SafeSplash Week One: Don’t Forget the Goggles!

Swimming is a Life Skill
Last night was the first lesson in our SafeSplash adventure. Arrive early and realize that the only drawback of attending swim lessons at an LA Fitness gym at 6:30 p.m. is the full parking lot. I’ve never belonged to a big commercial gym, so didn’t consider it would be crowded right after work, d’oh.
I can tell my son is nervous and I’m glad we arrived early so we could look around. We watch a more advanced class finishing up by throwing rings into the swim lane so they can swim out and dive to the pool floor to retrieve them. (This is important later.)
A pleasant surprise: both the life guard and the instructor, a senior on the high school swimming team, turn out to be friends of my oldest daughter. There’s only one other little girl about D’s same age in the lesson and while she hops into the pool eagerly, D- is a little more hesitant and he shivers in the water. 
The lesson begins with the instructor asking the two kids to hold their breath and put their heads in the water. My son only goes about 3/4 of the way – to his eyebrows – but he does put his face in the water. He isn’t quite sure about laying across the seahorse float pad to kick, but he watches the other girl do it and the natural “I can do that too” streak kicks in.

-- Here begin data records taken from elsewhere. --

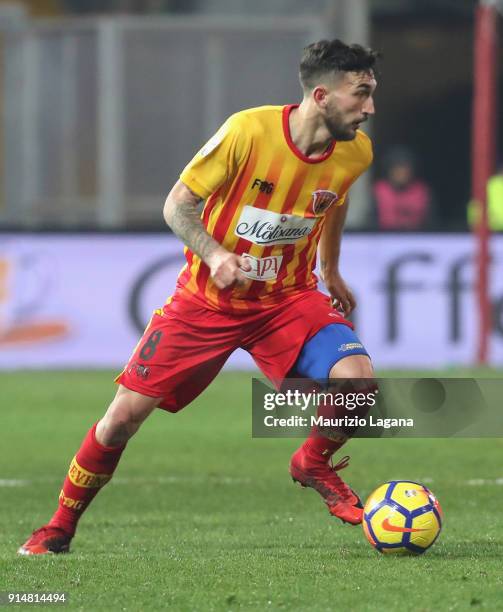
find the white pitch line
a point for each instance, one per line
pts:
(13, 482)
(159, 480)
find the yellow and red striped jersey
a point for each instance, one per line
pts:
(266, 200)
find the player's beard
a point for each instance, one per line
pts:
(338, 128)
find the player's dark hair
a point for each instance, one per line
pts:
(326, 56)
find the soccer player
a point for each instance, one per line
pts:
(275, 180)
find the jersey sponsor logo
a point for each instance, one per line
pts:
(263, 268)
(263, 186)
(81, 477)
(387, 526)
(266, 227)
(323, 200)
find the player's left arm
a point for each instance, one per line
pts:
(329, 252)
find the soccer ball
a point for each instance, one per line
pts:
(402, 517)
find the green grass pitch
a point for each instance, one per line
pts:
(200, 516)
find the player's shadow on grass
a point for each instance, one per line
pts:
(467, 549)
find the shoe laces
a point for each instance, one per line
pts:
(336, 482)
(46, 528)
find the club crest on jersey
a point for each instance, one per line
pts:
(322, 200)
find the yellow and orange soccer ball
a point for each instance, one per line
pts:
(402, 517)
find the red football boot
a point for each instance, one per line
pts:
(341, 500)
(46, 540)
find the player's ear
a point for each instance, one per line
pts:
(320, 95)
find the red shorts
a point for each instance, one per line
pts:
(185, 344)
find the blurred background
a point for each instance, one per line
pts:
(103, 103)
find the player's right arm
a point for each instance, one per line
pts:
(182, 215)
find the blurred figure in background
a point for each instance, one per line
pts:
(494, 202)
(403, 202)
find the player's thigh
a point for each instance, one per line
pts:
(177, 359)
(335, 351)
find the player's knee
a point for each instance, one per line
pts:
(124, 417)
(353, 366)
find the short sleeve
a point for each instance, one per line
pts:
(219, 159)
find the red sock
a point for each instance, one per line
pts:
(90, 469)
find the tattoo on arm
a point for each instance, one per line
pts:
(186, 222)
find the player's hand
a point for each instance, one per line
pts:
(342, 296)
(227, 268)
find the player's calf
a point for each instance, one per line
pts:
(311, 463)
(90, 470)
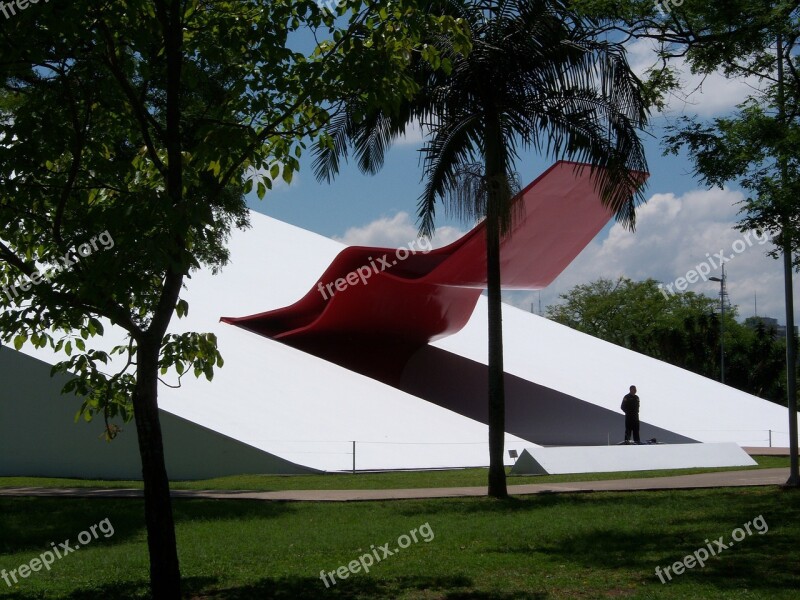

Group Lessons are good for encouraging kids to try something new.
I can tell from his face that he’s scared of falling off and sinking. Next the instructor dribbles water over their head with a little toy cup with holes in the bottom. She takes them out one by one to “swim” – that is kick and move their arms while she holds them. My son clearly is flailing, cheeks puffed up, holding his breath and squinting as the water splashes into his face. 
We didn’t bring any goggles. 
The first measure of success I’ll be watching for as lessons continue will be if he can get in the water and respond to the instructor without making a face or being scared.
Back floating is next and the other student is not cooperating and getting upset, but the instructor doesn’t force or push her, she just gently returns her to the waiting bench. D- is tense, but allows the instructor to gently lay his back, his arm curled round her neck in a choke hold. She is patient and kind.  After a monkey crawl across the pool edge, the two kids get out, hold her hands and jump back in. 
When they return to the PVC bench where they stand in the water, she hands them a ring… and my son’s face goes into total panic. He’s ready to get out, wants nothing to do with the ring, and I can see that he’s thinking they are about to dive deep into the water, but she just asks them to hold it, bend their knees, and place the ring on the bench by their feet  – another activity to get their face and head back in the water. Relief floods over his face and he follows her instructions. 
Note to self: he needs goggles.
When the lesson ends, my son climbs out of the pool saying, “That was fun! Can we come back tomorrow!”